John Lewis, 78, used to sing Love Is All, a number 12 hit for Malcolm Roberts in 1969, with his wife Cathy at the Lincoln Arms in Corby during the pub’s karaoke nights.
Cathy now has dementia and lives in a home.
However John said he wanted to do his bit to raise awareness of the condition as well as collecting some money for the Singing for the Brain group, which meets at the West Glebe Pavilion in Cottingham Road.
With help from friend Kevin Ralph, John recorded Love Is All and sold copies of the CD at the Lincoln Arms.
Local people also donated money to the charity.
John said: “My motivation was really to raise more awareness of what dementia is and what life is like for people with the condition.
“My mum had Alzheimer’s disease and I never really realised what my dad went through until these last few years when I’ve been through it myself.
“My dad was very independent and never accepted help, and the stress affected him greatly. I’ve had to learn to accept help myself.”
John raised £600 and presented the cheque to Alzheimer’s Society at the charity’s Singing for the Brain Corby group on Monday.
Cathy and I used to love singing at the Lincoln Arms.John Lewis
The group meets at West Glebe Pavilion in Cottingham Road.
He also treated visitors to a rendition of the song.
John added: “Cathy and I used to love singing at the Lincoln Arms.
“People there are so friendly and I’m grateful to them for all their help in raising the money.
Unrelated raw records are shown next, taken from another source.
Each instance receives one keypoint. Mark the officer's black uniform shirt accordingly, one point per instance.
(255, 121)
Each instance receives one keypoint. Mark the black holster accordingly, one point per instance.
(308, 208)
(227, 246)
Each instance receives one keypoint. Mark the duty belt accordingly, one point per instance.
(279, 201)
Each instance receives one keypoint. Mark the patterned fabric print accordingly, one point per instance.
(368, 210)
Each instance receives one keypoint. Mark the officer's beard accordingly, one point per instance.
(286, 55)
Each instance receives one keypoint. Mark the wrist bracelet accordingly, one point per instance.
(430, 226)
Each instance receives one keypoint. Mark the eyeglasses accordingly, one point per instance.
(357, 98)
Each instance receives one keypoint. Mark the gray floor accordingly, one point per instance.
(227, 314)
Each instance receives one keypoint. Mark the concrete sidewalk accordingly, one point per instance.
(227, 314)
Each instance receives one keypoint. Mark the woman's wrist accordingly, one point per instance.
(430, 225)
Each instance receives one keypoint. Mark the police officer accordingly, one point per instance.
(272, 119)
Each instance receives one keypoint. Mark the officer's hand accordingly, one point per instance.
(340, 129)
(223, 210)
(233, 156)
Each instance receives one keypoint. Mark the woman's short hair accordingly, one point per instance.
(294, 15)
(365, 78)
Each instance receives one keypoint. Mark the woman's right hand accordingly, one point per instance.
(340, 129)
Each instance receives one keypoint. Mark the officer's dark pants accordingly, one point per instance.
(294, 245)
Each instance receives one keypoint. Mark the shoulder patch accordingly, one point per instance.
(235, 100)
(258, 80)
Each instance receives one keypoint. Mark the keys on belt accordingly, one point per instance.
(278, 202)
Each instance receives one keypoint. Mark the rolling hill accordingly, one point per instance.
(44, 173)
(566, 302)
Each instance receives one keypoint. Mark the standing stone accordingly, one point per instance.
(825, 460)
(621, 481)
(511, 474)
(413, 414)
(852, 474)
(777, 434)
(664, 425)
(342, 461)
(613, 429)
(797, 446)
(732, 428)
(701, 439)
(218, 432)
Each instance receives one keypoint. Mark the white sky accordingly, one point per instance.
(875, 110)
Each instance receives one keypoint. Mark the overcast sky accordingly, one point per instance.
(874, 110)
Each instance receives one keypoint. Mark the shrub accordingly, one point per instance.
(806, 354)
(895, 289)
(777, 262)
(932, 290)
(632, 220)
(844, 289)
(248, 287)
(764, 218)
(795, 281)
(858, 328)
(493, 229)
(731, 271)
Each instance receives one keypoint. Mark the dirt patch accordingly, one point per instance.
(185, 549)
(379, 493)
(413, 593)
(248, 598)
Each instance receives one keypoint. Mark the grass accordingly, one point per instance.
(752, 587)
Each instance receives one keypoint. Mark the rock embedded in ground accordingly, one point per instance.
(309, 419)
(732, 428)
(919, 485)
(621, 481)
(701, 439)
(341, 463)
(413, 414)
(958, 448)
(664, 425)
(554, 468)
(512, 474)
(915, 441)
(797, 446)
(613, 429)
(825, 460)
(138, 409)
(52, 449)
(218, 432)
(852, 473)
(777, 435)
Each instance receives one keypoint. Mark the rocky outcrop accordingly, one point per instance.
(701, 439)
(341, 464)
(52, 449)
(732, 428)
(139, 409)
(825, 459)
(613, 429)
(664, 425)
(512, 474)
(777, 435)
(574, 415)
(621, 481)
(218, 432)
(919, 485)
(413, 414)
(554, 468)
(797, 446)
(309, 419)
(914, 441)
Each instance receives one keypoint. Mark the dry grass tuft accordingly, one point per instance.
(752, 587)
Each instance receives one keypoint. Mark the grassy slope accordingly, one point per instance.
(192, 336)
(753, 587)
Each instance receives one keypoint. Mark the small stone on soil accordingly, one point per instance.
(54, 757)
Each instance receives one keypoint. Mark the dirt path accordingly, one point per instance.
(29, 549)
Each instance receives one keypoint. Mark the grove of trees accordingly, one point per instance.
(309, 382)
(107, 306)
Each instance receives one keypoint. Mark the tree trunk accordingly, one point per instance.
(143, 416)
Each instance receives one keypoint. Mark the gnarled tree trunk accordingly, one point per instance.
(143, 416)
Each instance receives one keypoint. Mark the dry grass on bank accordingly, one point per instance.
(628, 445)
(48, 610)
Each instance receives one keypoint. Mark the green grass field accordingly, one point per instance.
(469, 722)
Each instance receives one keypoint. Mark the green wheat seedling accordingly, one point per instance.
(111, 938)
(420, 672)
“I’m just an ordinary bloke but I wanted to do something to help the Singing for the Brain group, because they do very good work and help a lot of people.”
Speaking at the meeting, Mr Ralph said John had been invited to take part in Weldonfest this year.
Kylie Borg, from the Singing for the Brain group, extended her thanks to John for the fundraising and also said he deserved a lot of credit for his hard work in looking after his wife Cathy.
Danielle Hindle, community fundraiser for Alzheimer’s Society in the East Midlands, said: “Fundraisers like John are inspirational and I’d like to say a really big thanks to him, and to everyone that supported him.
“As a charity we rely on voluntary donations to continue our vital work helping people with dementia to live better lives, and to search for a cure for tomorrow.”